A country being a rather ambiguous entity, Fromkin nails his accusations down even closer to the mark, laying responsibility on just one man: Helmuth Johann Ludwig von Moltke, aka Von Moltke the Younger. Fromkin claims he used his position as head of the General Staff to force the Austrians into war against Serbia and, by extension, Russia, thereby involving Germany in a European struggle for supremacy that he felt was inevitable and that Germany had a better chance of winning in 1914 than she might in, say, 1920. Interestingly, though most have accused Kaiser Wilhelm II of masterminding the war, Fromkin paints him as a monarch who, up until the final moments just before war broke out, tried to avoid a conflict.

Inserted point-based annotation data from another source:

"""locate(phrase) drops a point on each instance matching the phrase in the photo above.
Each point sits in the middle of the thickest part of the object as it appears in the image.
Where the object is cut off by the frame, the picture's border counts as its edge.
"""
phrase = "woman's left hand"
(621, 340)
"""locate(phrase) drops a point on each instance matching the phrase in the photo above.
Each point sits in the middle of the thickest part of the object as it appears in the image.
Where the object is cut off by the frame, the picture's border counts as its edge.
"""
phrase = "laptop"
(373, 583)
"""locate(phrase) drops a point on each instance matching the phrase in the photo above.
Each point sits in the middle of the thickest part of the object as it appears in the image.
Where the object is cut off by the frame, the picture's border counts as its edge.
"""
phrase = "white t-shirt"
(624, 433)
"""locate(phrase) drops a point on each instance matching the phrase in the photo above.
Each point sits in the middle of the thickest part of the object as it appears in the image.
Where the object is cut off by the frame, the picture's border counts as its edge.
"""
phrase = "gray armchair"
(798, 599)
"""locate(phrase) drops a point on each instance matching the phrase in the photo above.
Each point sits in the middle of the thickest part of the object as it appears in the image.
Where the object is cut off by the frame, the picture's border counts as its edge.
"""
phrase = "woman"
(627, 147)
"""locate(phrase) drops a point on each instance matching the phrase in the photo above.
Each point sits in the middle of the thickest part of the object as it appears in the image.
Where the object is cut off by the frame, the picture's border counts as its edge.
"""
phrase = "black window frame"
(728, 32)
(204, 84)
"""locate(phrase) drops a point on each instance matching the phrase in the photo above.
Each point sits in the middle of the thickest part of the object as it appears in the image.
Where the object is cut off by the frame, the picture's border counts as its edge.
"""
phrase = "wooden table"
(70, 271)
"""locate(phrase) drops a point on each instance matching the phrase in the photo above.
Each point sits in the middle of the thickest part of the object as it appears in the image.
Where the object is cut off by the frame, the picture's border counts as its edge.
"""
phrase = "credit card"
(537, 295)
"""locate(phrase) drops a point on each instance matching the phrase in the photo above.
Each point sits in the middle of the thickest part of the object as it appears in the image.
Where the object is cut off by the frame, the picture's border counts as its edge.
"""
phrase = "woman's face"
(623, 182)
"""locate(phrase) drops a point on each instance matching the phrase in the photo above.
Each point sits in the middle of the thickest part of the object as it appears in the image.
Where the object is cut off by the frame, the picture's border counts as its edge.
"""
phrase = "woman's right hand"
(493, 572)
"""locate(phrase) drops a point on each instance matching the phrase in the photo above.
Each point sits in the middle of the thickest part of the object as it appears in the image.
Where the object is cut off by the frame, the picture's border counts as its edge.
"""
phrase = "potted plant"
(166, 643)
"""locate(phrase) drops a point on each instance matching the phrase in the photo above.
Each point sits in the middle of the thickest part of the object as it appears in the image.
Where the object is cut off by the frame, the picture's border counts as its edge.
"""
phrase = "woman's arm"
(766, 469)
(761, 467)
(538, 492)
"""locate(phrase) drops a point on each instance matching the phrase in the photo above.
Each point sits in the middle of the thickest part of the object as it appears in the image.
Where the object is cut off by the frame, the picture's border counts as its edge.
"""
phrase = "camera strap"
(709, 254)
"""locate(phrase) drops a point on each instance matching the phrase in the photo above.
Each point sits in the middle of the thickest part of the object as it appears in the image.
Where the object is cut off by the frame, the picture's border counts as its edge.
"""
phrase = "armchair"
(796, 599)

But the evidence for this is not completely convincing, and the author tries to make the book into an almost murder mystery –like suspense thriller, saving his revelation of the guilty party until the very end of the work. Even then, the final bit of evidence he lays out is unconvincing, a statement by Von Moltke after the war had begun (and he was, ironically, relieved of command by the Kaiser): where he refers to This war which I prepared and initiated. Likely here he was referring to the fact he was involved in war plans before and during the initial stages of the war, not some sinister scheme for global conquest.
To be sure, Fromkin’s claims are often ambitious, and his supporting evidence is wide open to interpretation throughout the book. He has a knack for molding it to his purpose, as most historians, inevitably yielding to the influence of their own personal bias, are wont to do. He claims, for example, that Germany was well aware that Russia’s mobilization of her army was not an aggressive move, since the Germans must have been well aware that Czar Nicholas could easily mobilize and at the same time keep his army roaming through his country’s massive expanses. This is a bit disingenuous, since Germany may have known he could do this, yet considering Russia’s alliance with France there was no guarantee she would do this.
The format here was a bit annoying too, and I thought the book could have had more neat to it. Set out in multiple chapters each consisting of short segments, this 320 page hardcover must have had a good 20 to 30 pages of blank space inserted. The author does, however, cram a lot of fascinating information into the space he has, and his chronological progression works very well indeed.
Overall, I found Europe’s Last Summer: Who Started the Great War in 1914? an enjoyable read with food for thought to those interested in this period in history. In the final analysis, the author’s argument did not persuade me, but I learned much through reading and enjoyed the book at the same time.